European Robotic Lunar Lander to Touch Down on Lunar Surface by 2020
Though NASA has abandoned its moon base ambitions, that doesn’t mean we won’t see a permanent lunar presence sometime in...
Though NASA has abandoned its moon base ambitions, that doesn’t mean we won’t see a permanent lunar presence sometime in the foreseeable future. Japan has plans to establish a robot moon base on the moon by 2020, with an initial robotic landing by 2015. Now the European Space Agency is upping the ante, announcing plans to put a mammoth lunar lander on the moon by the end of the decade, complete with a robotic rover that will study the site in anticipation of eventual human habitation.
European aerospace giant EADS Astrium has been granted a $8.5 million contract to develop the lander and constituent surface roving robot, which together will weigh more than 1,500 pounds. The mission will be aimed at the lunar south pole, a region with sufficient sunlight to allow both lander and rover to operate for up to six months on solar power without experiencing prolonged darkness.
But the rover won’t be the only robotic aspect to the mission. Without a human onboard to make the kind of cavalier landing usually only attempted by those with “the right stuff,” the lander will have to navigate to the right location, survey the terrain below, and determine its own landing site. That means the systems on board won’t just be taking orders from operators on earth, but actively avoiding obstacles and simultaneously evaluating various landing sites so the lander can choose the most desirable one.

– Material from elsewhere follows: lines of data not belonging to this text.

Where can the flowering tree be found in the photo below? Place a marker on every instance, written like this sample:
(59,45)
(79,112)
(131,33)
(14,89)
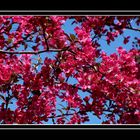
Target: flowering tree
(38,85)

Once on the ground, the lander will deploy a small rover equipped with a small suite of scientific instruments. But unlike other planetary rovers designed to carry out geological or atmospheric research, this mission will be focused narrowly on future human exploration. The ESA wants to sample minerals in the soil at the southern pole, as well as determine if there are sufficient reserves of water ice hiding in the shadows of craters.
The initial grant will fund a full study of the mission’s feasibility, including its final cost which is expected to be in the hundreds of millions. If the initial review passes muster with Europe’s space ministers in 2012, the mission could launch aboard a Soyuz rocket by the end of the decade.